The following examples deal with data collected at Over Easy using the observational data forms from the last chapter. The data can be found in the file C03 OverEasy2.xls [.rda].
Example 3.5. Reading a one-variable pivot table
Given the data on counts of people at OverEasy for the period shown in the data, it might be nice to see how many people typically sit in each area of the restaurant (Nook, Cranny and Hole). We could go through the data and count these up ourselves, or sort the data and look at it, but in a few seconds, our software can produce a pivot table doing this for us. Moreover, it is then easy to change the way the data is displayed and cross-sectioned. For example, the table below shows the average number of people in each area of the restaurant. From this, we see that one area of the restaurant, the Hole section, has many fewer people in it, on average.
Average of Count | |
Location | Total |
Cranny | 18.604 |
Hole | 12.176 |
Nook | 22.069 |
Grand Total | 17.616 |
However, we do not know how significant these differences are. It would help to know how variable the number of people in each section is. By changing the display to show the standard deviation of the counts of people in each section, we get the table below. Notice that this shows that the overall spread of the data is about 12 people, but that the Hole area is much lower at about 9 people. So not only is the average number of people in that area low, but the spread is much less, indicating that we have consistently fewer people in that area of the restaurant.
StdDev of Count | |
Location | Total |
Cranny | 12.075 |
Hole | 9.042 |
Nook | 12.549 |
Grand Total | 12.046 |
Realistically, though, we should only be looking at the total count of people in each area if the areas are equal in size. Assuming they are, the above analysis holds; if they are not equal, and if, for example, the Hole area is smaller than the other two, then we would of course expect lower numbers in that area. In the case where the numbers have different maximum values, we need to find a number that is more stable across all the areas of the restaurant. For example, from the observational data, we could create a new variable called ”PercentCapacity” that is the actual number of people divided by the maximum capacity of that area in the restaurant. These numbers would all range from 0% to 100%, making them comparable. For now, though, we assume that all the areas are the same size, which leads us to conclude that for some reason, people don’t seem to want to use the Hole area of the restaurant.

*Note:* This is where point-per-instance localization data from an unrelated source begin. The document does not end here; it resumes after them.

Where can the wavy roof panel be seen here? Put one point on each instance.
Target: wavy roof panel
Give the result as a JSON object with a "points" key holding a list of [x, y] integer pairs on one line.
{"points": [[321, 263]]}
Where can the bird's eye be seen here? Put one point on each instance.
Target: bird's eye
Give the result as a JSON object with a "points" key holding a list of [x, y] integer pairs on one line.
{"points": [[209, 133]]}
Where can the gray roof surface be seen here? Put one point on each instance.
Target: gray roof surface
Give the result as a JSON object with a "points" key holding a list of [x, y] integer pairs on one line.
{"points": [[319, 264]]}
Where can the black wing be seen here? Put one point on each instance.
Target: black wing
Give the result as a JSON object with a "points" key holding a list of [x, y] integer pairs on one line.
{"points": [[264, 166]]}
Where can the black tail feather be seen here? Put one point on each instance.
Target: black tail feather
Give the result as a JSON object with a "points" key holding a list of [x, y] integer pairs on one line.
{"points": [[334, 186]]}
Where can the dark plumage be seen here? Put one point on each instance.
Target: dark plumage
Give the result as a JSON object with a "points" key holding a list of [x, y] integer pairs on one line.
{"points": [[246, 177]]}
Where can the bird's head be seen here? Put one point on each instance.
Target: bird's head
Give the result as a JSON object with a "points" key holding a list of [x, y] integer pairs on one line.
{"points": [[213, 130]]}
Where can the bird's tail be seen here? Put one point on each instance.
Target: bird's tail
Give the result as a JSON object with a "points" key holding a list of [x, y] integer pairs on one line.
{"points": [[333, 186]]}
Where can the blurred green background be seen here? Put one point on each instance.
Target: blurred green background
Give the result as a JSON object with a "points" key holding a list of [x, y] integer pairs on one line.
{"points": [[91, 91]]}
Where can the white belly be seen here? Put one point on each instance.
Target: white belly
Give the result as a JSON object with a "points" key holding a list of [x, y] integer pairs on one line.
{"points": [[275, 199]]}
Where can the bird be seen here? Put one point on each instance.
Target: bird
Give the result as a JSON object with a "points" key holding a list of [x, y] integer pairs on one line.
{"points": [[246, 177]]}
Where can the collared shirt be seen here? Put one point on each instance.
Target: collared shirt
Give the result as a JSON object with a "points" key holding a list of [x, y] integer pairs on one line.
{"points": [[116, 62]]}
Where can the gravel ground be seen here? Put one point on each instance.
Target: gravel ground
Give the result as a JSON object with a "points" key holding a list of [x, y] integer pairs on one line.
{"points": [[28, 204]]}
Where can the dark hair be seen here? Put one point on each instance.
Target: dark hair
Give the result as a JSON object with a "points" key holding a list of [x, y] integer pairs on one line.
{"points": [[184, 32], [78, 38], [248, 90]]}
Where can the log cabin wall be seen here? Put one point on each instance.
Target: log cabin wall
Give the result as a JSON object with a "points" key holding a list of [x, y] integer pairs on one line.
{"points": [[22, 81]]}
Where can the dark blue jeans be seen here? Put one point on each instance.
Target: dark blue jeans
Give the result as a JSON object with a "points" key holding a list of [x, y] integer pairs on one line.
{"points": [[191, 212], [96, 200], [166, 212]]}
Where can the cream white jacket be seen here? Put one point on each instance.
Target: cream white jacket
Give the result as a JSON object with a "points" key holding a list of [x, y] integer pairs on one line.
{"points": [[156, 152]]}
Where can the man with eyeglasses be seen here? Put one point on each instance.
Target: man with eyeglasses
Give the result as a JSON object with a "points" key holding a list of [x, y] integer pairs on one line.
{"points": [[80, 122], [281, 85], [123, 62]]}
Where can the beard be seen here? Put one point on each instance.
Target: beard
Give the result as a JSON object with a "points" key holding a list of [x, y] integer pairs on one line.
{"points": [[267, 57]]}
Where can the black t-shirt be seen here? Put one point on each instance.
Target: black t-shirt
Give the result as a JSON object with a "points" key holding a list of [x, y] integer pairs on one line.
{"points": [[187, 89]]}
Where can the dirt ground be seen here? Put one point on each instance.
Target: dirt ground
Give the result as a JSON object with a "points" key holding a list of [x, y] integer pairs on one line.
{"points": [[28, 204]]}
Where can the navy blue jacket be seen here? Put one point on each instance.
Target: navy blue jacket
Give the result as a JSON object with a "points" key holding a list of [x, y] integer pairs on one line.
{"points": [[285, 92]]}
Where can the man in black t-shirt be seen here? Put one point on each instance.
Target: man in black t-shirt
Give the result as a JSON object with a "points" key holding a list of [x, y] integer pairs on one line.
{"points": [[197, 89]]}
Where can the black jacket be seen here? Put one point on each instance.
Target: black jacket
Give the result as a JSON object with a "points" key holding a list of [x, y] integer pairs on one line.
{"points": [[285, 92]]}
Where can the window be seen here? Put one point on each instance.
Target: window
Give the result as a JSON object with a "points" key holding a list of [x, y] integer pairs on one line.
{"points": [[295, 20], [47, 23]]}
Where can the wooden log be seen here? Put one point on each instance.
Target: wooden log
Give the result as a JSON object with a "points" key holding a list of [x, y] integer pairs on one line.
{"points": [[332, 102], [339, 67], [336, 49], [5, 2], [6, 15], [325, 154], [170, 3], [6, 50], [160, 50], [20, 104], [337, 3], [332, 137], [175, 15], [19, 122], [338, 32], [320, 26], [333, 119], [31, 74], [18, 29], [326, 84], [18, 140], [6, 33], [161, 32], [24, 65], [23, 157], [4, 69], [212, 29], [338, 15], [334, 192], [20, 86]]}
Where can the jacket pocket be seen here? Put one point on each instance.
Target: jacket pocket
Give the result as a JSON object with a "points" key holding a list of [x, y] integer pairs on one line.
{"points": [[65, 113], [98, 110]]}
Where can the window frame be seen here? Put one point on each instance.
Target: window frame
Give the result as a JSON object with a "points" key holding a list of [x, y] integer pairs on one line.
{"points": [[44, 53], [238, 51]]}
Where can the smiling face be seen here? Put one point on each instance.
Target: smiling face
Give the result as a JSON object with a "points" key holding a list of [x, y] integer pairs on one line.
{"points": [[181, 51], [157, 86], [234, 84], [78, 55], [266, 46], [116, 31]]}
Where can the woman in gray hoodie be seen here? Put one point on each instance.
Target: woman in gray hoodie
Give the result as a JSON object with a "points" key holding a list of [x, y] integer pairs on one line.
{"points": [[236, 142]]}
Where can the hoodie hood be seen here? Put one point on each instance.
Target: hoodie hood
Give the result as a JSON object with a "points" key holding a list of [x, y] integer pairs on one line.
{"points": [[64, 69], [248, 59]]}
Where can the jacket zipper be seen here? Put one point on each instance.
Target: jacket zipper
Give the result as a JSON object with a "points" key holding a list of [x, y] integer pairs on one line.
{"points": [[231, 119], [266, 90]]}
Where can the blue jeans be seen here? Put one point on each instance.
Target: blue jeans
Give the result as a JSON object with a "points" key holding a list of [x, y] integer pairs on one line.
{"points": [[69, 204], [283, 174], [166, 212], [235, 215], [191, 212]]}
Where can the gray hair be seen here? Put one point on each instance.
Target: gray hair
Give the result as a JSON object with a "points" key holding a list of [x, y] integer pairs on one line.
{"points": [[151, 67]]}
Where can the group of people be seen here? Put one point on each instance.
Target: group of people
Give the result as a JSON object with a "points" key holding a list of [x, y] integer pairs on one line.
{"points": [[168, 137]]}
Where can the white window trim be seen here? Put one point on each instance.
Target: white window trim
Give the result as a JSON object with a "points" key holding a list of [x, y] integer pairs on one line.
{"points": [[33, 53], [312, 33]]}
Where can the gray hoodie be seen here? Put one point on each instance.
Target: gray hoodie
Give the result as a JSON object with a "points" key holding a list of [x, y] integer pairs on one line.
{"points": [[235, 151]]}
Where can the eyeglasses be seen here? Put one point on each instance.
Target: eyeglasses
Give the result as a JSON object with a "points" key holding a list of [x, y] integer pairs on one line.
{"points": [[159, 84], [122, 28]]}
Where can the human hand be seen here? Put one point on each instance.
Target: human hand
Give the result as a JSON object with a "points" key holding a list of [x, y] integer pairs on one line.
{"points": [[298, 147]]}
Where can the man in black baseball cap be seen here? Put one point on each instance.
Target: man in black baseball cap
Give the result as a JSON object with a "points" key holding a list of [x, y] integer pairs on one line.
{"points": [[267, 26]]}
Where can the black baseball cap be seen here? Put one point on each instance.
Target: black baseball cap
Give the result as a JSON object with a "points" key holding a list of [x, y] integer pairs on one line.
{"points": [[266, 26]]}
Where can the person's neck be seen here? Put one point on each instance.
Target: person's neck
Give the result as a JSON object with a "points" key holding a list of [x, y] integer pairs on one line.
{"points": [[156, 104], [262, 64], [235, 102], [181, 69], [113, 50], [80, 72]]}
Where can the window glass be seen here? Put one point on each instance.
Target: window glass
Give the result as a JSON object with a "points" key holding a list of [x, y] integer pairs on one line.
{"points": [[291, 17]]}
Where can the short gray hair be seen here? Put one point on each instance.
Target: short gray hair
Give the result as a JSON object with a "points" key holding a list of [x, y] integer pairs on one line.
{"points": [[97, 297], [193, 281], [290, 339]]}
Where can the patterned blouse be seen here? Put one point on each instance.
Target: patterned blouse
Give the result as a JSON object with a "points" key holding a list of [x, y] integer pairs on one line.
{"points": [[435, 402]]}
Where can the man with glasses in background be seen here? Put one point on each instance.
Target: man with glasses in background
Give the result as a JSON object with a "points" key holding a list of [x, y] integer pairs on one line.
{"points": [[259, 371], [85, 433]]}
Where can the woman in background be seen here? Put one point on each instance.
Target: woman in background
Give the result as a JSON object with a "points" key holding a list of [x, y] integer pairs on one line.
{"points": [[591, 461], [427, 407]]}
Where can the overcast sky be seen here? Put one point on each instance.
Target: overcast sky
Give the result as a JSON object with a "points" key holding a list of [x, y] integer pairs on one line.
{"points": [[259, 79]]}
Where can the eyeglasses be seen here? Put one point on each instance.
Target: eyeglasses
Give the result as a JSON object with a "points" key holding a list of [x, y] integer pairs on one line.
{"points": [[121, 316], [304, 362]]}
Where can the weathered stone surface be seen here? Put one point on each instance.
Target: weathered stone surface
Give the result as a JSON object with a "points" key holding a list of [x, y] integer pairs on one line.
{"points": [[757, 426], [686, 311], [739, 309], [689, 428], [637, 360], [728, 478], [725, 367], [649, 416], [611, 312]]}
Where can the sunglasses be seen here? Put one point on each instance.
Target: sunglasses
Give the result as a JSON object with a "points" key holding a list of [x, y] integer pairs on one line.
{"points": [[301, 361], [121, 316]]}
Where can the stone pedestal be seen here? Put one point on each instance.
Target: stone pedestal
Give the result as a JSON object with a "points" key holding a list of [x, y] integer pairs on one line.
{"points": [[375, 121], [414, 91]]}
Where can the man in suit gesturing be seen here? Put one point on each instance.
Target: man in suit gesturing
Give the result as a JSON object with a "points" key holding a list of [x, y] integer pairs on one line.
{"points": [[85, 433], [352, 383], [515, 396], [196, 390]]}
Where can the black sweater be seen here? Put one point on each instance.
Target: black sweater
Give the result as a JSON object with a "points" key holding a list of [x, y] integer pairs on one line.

To find out why this is we would need to collect more data. Perhaps people do not like the decor in that area. Or maybe it’s farther from the door, so that people fill up from the front of the restaurant on back. Maybe there’s no view out of the windows in that area, or it is too close to the kitchen or bathrooms, making it noisy.
Example 3.6. Pivot tables in two variables
Let us first revisit the example pivot table from the discussion above (table 3.1.) It shows the average number of people in each section of the restaurant, broken down by two variables: day of the week and location. This lets us explore more patterns in the data and see more clearly what is happening.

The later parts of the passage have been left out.